Explanations and Answers
Of course there were ways of explaining these “difficult” passages, ways of defusing them. The only problem was, these explanations seemed in almost every case to amount to saying in one way or another that Jesus and Paul and the other New Testament authors didn’t really mean what they seem to be saying.
“Sure, Jesus says that to remain in His love we have to keep His commandments. But He doesn’t mean that keeping His commandments is an actual condition for remaining in His love. Surely not. That would be salvation by works! What Jesus really means here is…” At this point there follows some fairly convoluted explanation of how “what Jesus really means here” turns out to be totally different from what Jesus actually said there!
The same with Paul. “Sure, Paul says that God will give eternal life to those who persevere in doing good. But he doesn’t mean that perseverance in doing good is a requirement for receiving eternal life. That would be salvation by works! He just means…”
The same with those passages in Hebrews. “Yes, the author of Hebrews does urge his readers to make sure they do not become hardened by sin and fall away from the living God. But surely he doesn’t mean that it is actually possible for a Christian to fall away from the Living God. He just means…”

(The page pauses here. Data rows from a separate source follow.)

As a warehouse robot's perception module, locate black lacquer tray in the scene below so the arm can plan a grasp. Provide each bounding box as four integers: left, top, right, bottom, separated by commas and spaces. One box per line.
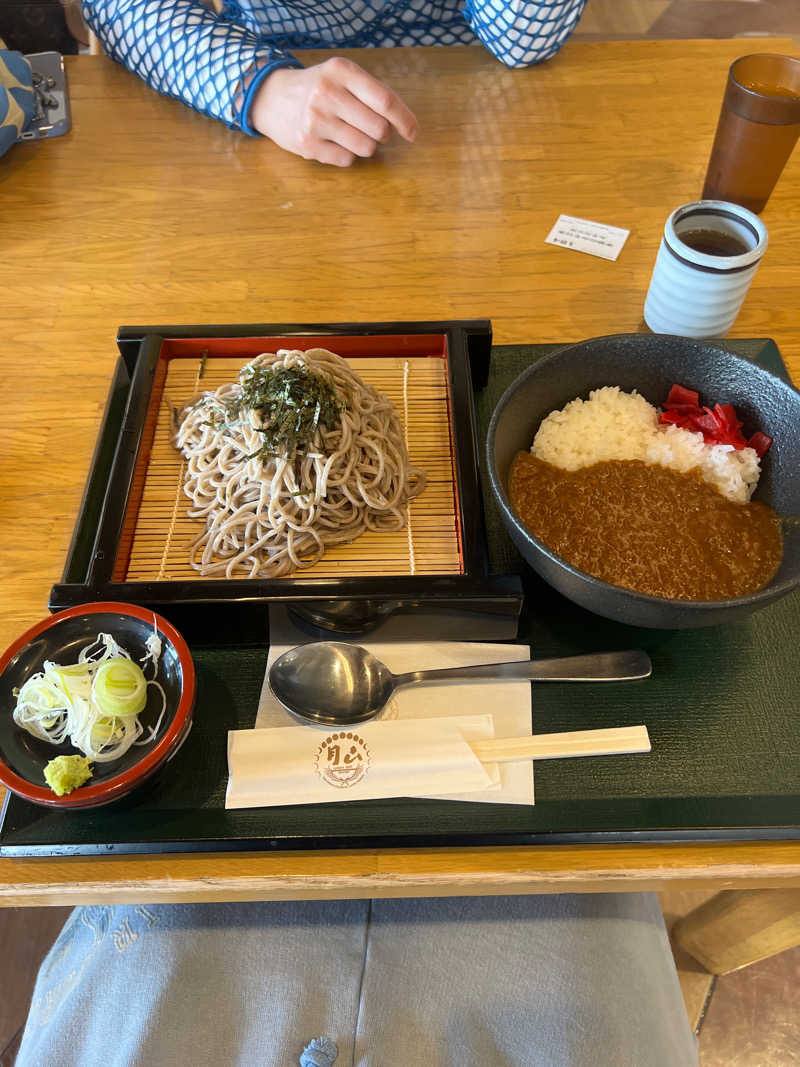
49, 320, 522, 638
0, 340, 800, 856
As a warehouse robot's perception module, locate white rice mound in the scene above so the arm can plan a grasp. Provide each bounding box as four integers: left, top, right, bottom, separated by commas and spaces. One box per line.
530, 385, 761, 504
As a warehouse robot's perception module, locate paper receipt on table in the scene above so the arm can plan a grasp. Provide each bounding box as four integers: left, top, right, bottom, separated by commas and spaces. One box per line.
545, 214, 630, 259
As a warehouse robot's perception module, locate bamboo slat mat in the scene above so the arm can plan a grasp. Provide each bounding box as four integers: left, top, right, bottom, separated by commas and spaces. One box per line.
116, 356, 463, 582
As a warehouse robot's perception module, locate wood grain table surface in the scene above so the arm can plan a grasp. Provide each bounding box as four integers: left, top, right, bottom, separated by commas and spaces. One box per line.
0, 38, 800, 905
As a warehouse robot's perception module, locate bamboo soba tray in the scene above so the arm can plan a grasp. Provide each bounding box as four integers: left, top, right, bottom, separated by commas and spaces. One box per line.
50, 321, 522, 637
126, 352, 464, 582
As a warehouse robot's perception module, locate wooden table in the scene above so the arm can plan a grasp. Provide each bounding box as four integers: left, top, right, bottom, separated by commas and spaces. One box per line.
0, 39, 800, 930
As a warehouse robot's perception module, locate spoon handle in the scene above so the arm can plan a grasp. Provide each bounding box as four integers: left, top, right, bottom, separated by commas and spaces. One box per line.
395, 650, 653, 688
469, 727, 651, 763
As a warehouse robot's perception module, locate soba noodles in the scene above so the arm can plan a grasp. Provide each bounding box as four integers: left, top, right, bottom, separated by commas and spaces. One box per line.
175, 348, 426, 577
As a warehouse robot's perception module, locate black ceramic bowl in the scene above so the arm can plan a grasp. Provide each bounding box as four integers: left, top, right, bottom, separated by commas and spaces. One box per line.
486, 334, 800, 628
0, 602, 195, 809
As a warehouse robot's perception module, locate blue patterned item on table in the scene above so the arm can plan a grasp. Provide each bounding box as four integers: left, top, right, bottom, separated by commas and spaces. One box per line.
83, 0, 586, 136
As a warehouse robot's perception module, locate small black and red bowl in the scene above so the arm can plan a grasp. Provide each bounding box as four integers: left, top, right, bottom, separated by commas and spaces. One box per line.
0, 602, 195, 809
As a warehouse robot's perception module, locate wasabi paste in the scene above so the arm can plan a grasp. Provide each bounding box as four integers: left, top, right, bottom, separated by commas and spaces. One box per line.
45, 755, 92, 797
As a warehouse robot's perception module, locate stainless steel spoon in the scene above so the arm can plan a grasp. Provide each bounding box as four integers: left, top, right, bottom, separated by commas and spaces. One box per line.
270, 641, 653, 726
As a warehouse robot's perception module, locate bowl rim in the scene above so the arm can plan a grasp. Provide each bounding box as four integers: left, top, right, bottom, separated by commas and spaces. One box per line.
0, 601, 196, 808
486, 333, 800, 615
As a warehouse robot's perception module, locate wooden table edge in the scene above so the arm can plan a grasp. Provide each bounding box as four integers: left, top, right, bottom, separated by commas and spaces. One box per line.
0, 842, 800, 907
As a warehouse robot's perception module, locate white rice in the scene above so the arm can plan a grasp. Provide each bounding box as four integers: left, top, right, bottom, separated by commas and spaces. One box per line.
530, 385, 761, 504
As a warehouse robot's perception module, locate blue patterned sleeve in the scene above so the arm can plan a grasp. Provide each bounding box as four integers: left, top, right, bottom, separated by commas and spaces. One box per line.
83, 0, 302, 134
464, 0, 586, 67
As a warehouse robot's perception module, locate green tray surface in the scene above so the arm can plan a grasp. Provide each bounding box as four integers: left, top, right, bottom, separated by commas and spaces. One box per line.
0, 340, 800, 855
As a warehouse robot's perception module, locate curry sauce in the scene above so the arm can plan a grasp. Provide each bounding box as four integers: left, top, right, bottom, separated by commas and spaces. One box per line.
509, 452, 783, 601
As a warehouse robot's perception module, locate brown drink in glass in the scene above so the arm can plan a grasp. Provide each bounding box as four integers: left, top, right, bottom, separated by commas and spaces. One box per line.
703, 54, 800, 212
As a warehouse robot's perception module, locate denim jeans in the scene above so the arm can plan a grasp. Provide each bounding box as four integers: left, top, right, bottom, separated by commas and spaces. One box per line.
17, 893, 698, 1067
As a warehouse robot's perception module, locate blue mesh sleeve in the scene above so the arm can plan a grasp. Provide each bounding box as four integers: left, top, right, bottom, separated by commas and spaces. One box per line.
464, 0, 586, 67
83, 0, 302, 134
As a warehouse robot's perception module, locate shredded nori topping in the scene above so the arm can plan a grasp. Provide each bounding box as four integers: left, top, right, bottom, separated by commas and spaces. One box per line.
237, 366, 347, 458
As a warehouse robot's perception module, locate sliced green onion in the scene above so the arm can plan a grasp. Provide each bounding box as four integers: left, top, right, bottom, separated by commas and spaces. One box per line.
92, 659, 147, 718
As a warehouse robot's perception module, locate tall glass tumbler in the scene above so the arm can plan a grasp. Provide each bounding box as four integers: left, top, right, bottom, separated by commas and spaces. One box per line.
702, 53, 800, 213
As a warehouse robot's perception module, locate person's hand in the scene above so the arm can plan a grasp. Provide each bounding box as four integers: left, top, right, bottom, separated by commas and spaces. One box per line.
250, 57, 417, 166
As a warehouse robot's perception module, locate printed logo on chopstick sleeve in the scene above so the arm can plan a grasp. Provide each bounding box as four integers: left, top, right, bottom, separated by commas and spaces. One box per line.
314, 730, 369, 790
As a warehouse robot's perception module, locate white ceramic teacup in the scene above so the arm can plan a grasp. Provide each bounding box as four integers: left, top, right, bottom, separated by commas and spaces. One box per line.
644, 201, 767, 337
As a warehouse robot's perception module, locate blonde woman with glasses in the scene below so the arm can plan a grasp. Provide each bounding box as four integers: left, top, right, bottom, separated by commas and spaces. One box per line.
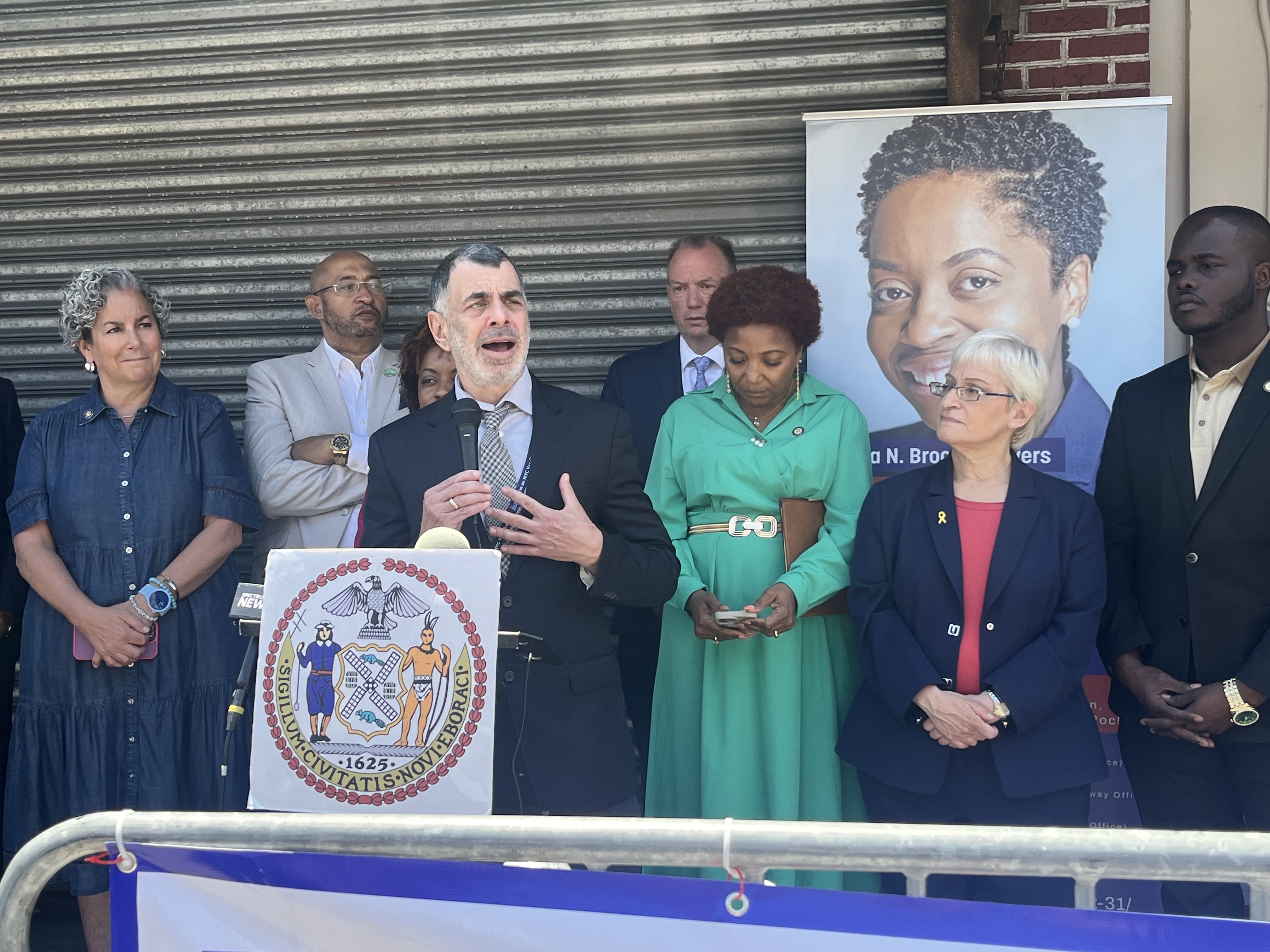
838, 330, 1107, 906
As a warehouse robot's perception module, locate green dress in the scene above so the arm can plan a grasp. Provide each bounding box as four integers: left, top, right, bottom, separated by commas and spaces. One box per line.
645, 376, 878, 891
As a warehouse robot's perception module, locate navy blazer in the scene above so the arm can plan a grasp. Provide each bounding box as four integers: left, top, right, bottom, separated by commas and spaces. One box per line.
837, 456, 1107, 797
362, 377, 679, 814
599, 334, 683, 480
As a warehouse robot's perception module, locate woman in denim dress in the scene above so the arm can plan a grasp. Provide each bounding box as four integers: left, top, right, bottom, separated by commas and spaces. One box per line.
4, 269, 258, 952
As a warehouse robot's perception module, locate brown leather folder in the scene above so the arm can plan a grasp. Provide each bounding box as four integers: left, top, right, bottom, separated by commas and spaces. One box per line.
780, 496, 847, 617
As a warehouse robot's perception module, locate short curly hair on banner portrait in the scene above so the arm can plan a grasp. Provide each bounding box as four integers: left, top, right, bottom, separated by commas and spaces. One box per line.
856, 109, 1107, 288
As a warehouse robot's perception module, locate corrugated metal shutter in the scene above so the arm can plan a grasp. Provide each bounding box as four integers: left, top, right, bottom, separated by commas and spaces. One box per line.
0, 0, 944, 420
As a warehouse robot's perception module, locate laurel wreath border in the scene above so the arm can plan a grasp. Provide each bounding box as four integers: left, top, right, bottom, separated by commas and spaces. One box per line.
260, 558, 486, 806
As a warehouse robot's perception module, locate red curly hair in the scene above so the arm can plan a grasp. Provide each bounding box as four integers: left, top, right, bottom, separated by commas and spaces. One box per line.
706, 264, 821, 348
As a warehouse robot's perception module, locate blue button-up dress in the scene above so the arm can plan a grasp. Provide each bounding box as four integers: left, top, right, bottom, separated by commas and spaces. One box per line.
4, 374, 259, 895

I thought about Jesus speaking to crowds of simple men, women, and children and presenting the path to eternal life as though it were about believing in Him (faith) and following Him (obedience). “If you keep my commandments, you will remain in my love.” “If any man will not take up his cross and follow me, he cannot be my disciple.” “It’s not those who say, ‘Lord, Lord,’ but those who do the will of my Father in heaven.” If what Jesus really wanted these simple folk to know was that they would be justified by faith alone, completely apart from obedience, how could He look them in the eyes and say so many of the things He said? And why does Jesus never seem to feel the need to correct the impression His words are giving?
Why do we never find any of the New Testament authors sensing the need to “explain” to their readers how what they are saying about obedience doesn’t conflict with justification by faith alone? There’s not a hint that any of them felt the need to do so.
I struggled for years with how to make these New Testament passages fit the view of justification I had been taught and that I held. Over time I began to suspect that they simply don’t.
It isn’t natural to speak of attending classes and doing homework and passing tests as requirements for receiving a diploma you already have hanging on your wall. And it isn’t natural to speak of persevering obedience as a requirement for receiving a salvation you’ve already had credited to you by faith alone. These New Testament passages do not sit naturally within the theological framework of the Reformed doctrine of justification. They don’t fit.
At some point it struck me. I spent a good deal of time trying to understand how to interpret those “difficult” passages in such a way as to make them fit a doctrine of justification that I never questioned. I assumed the Reformed doctrine to be true to the teaching of Scripture. This was, after all, the very heart of the gospel as taught by Luther and Calvin and all of the Reformers. And what was the alternative but to accept some damning system of works righteousness, like that taught by the Catholic Church?
For the first time the thought entered my mind: What if these passages are not the problem? What if these passages should be read in their natural sense? What if the problem is with the Reformed doctrine of justification? What if Luther and Calvin were wrong?
It was about this time that I learned an old friend from my time in seminary had become Catholic.